Last Updated Jun 23, 2011 9:21 AM EDT
For instance, a recent analysis found that more nearly one-third of 483 U.S. companies paid more in cash comp (meaning salary plus bonus) to their top five executives than they spent on audits by outside accounting firms. At 153 of the enterprises, the estimated after"tax total comp topped 3 percent of their 2010 (GAAP) income from continuing operations. Thirty-two of the businesses paid their brass more than they paid the government in cash income taxes. And at roughly 13 percent of the technology companies examined in the study, median executive pay amounted to more than 5 percent of the firms' total research and development costs.

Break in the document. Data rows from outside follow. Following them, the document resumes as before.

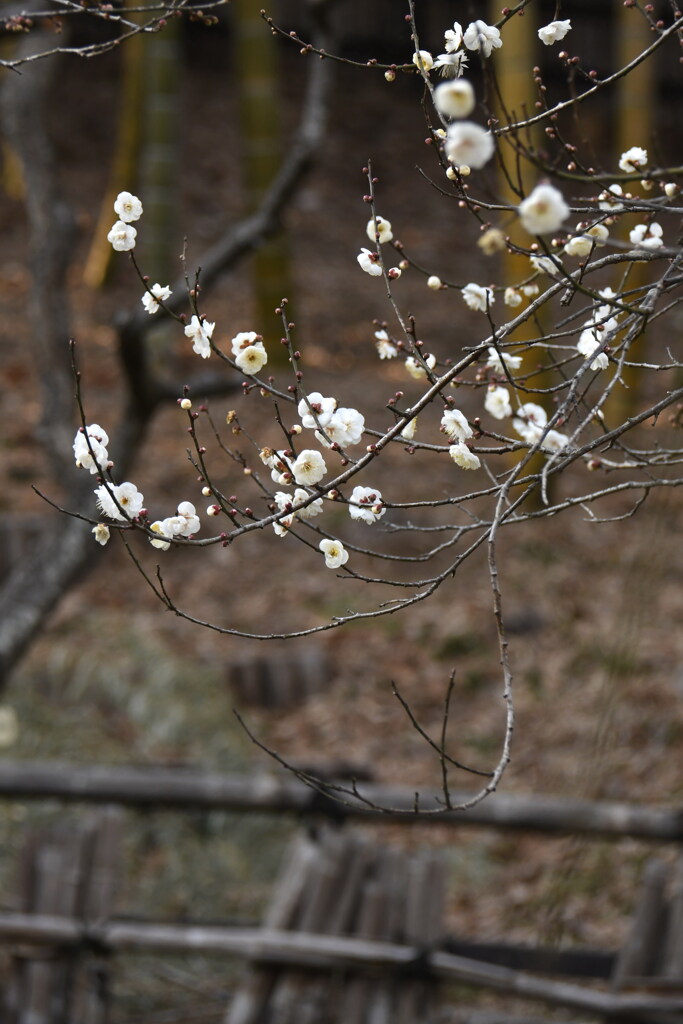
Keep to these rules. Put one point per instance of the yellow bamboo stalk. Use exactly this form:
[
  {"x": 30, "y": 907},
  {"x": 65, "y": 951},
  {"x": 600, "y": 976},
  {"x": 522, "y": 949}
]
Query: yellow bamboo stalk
[
  {"x": 256, "y": 59},
  {"x": 124, "y": 170}
]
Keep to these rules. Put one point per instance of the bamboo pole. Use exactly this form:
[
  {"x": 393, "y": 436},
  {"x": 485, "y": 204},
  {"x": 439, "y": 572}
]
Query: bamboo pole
[
  {"x": 329, "y": 951},
  {"x": 174, "y": 787}
]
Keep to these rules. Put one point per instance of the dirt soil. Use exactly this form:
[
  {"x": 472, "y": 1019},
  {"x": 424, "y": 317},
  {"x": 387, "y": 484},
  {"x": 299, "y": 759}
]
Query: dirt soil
[{"x": 594, "y": 611}]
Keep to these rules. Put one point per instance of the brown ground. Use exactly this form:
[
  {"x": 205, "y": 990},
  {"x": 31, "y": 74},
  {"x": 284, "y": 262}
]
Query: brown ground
[{"x": 595, "y": 609}]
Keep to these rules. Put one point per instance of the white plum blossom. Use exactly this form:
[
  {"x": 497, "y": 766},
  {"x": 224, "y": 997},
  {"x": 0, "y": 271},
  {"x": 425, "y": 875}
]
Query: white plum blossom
[
  {"x": 200, "y": 333},
  {"x": 322, "y": 407},
  {"x": 554, "y": 32},
  {"x": 646, "y": 236},
  {"x": 453, "y": 38},
  {"x": 122, "y": 237},
  {"x": 469, "y": 143},
  {"x": 580, "y": 245},
  {"x": 590, "y": 340},
  {"x": 455, "y": 425},
  {"x": 462, "y": 457},
  {"x": 126, "y": 495},
  {"x": 499, "y": 360},
  {"x": 423, "y": 60},
  {"x": 310, "y": 511},
  {"x": 633, "y": 160},
  {"x": 284, "y": 503},
  {"x": 101, "y": 532},
  {"x": 368, "y": 262},
  {"x": 308, "y": 467},
  {"x": 477, "y": 297},
  {"x": 98, "y": 441},
  {"x": 127, "y": 207},
  {"x": 335, "y": 553},
  {"x": 252, "y": 358},
  {"x": 244, "y": 340},
  {"x": 497, "y": 402},
  {"x": 416, "y": 370},
  {"x": 345, "y": 427},
  {"x": 544, "y": 210},
  {"x": 609, "y": 199},
  {"x": 529, "y": 421},
  {"x": 455, "y": 98},
  {"x": 366, "y": 504},
  {"x": 385, "y": 347},
  {"x": 383, "y": 229},
  {"x": 451, "y": 65},
  {"x": 482, "y": 37},
  {"x": 158, "y": 293}
]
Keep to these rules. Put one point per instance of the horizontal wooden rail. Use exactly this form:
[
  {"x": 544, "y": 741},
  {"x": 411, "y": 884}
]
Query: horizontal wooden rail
[
  {"x": 188, "y": 788},
  {"x": 326, "y": 952}
]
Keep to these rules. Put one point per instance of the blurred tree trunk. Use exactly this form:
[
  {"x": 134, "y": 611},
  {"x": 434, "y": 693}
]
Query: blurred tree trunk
[
  {"x": 636, "y": 94},
  {"x": 124, "y": 171},
  {"x": 257, "y": 65}
]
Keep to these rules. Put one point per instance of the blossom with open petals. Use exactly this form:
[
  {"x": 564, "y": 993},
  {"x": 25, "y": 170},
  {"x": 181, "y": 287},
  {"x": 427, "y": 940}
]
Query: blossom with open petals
[
  {"x": 308, "y": 467},
  {"x": 544, "y": 210},
  {"x": 609, "y": 200},
  {"x": 379, "y": 226},
  {"x": 554, "y": 32},
  {"x": 158, "y": 293},
  {"x": 345, "y": 427},
  {"x": 98, "y": 438},
  {"x": 416, "y": 369},
  {"x": 127, "y": 207},
  {"x": 468, "y": 143},
  {"x": 200, "y": 331},
  {"x": 633, "y": 160},
  {"x": 252, "y": 358},
  {"x": 497, "y": 402},
  {"x": 335, "y": 553},
  {"x": 646, "y": 236},
  {"x": 128, "y": 498},
  {"x": 455, "y": 425},
  {"x": 366, "y": 504},
  {"x": 481, "y": 37},
  {"x": 455, "y": 98},
  {"x": 451, "y": 65},
  {"x": 462, "y": 456},
  {"x": 368, "y": 261},
  {"x": 477, "y": 297},
  {"x": 322, "y": 408},
  {"x": 122, "y": 237}
]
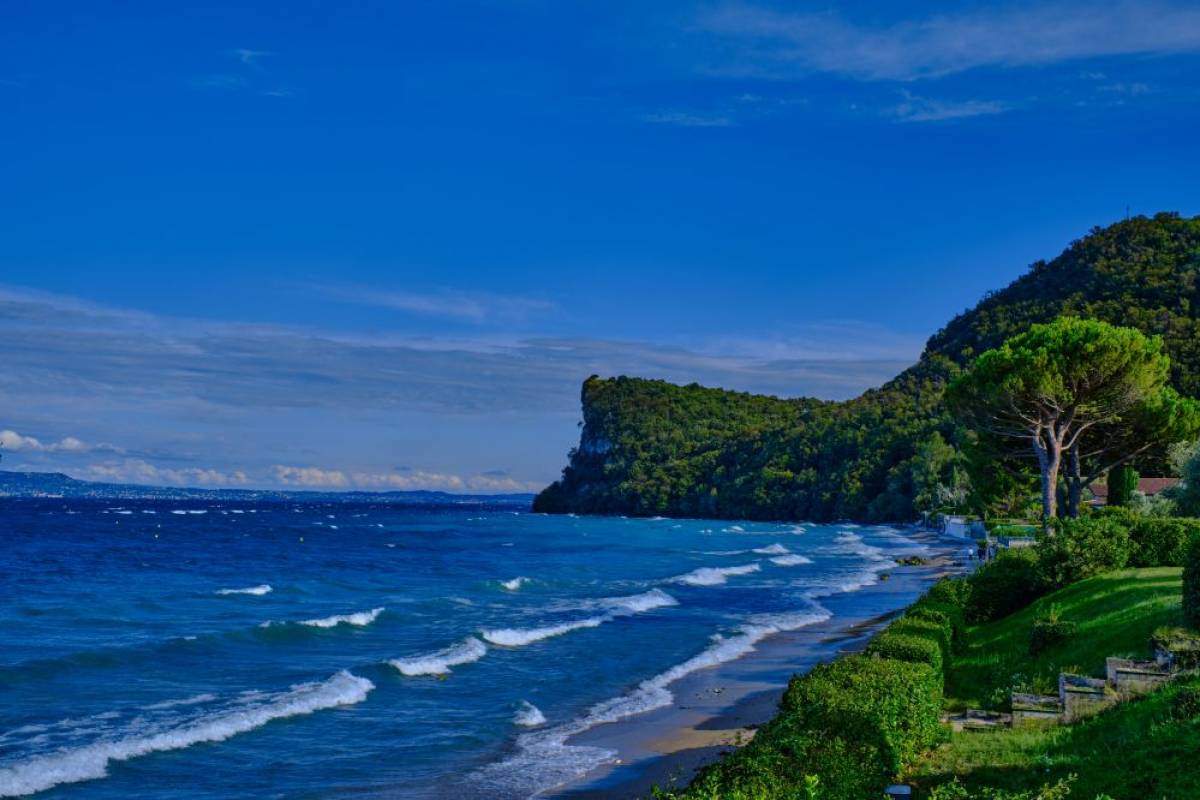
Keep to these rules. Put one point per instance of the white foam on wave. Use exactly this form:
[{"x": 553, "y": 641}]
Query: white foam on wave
[
  {"x": 529, "y": 715},
  {"x": 359, "y": 619},
  {"x": 196, "y": 699},
  {"x": 544, "y": 759},
  {"x": 90, "y": 762},
  {"x": 714, "y": 576},
  {"x": 519, "y": 637},
  {"x": 259, "y": 590},
  {"x": 615, "y": 607},
  {"x": 438, "y": 663}
]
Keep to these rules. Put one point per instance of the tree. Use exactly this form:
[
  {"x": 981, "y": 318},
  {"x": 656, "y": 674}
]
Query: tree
[
  {"x": 1122, "y": 483},
  {"x": 1048, "y": 388}
]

The kicker: For 37 percent of the companies, executive comp rose between the end of 2007 and 2010 -- during the worst of the financial crisis, in other words -- even as their market capitalization was falling. That's right. As these titans of industry were getting a raise, shareholders were losing money.
Executive comp as a cost center
The report, from investor research service The Analyst's Accounting Observer, highlights the importance of looking beyond a chief executive's comp in judging whether a company's pay practices are fair. It also underscores that at many companies, shareholders fare far worse than managers when a business hits the skids (click on adjoining chart to expand). Writes study author Jack Ciesielski (no public link):
The top five officers are part of a CEO's cadre of trusted executives; they're at least a part of the total management team that breathes life into the shareholders' collective assets. Consider them to be a major input into the production of shareholder returns, with a real cost, just like raw materials or any other purchased services. One difference: Managers try to keep other production costs low -- but for their own costs, they'll employ swarms of consultants to justify higher pay.
If investors thought more about the price tag on their managers -- especially in comparison to the cost of other inputs of production -- they might vote "nay on pay" every chance they get.Ciesielski found something else -- after sliding in 2009, executive pay shot up nearly 14 percent last year. In all, U.S. managers forked out $14.3 billion to 2,591 corporate managers, more than the GDP of many countries. After taxes, exec comp at the companies in the study was equivalent to 1.2 percent of their net income from continuing operations.
Financial industry pay bounces back
Some industries have rebounded more strongly than others in terms of executive pay. One of the biggest gainers last year? Financial services. After comp in the sector declined 22 percent in 2009 and 25 percent the previous year, pay rose 24 percent in 2010 (see chart at bottom). Total pay among top execs in the industry has almost returned to 2007 levels, before the housing crash. The high-tech industry has proved the most resilient sector, with comp up nearly 29 percent over the period.
The impact of such trends goes beyond individual companies and shareholders, of course. Economic evidence suggests rising corporate pay is aggravating income disparity in this country. The U.S. ranks not only well behind Europe and the U.K. in economic equality, but also behind such nations as Cameroon and Ivory Coast. No disrespect to these countries, but that's nuts.
From this perspective, executive pay is less an ethical issue than one of simple economics. Clearly, "top" execs often aren't worth the money, which companies would do better to spend in other ways. And for the 90 percent of Americans whose wages have been stagnating for decades, lavish corporate pay is literally money out of their pocket.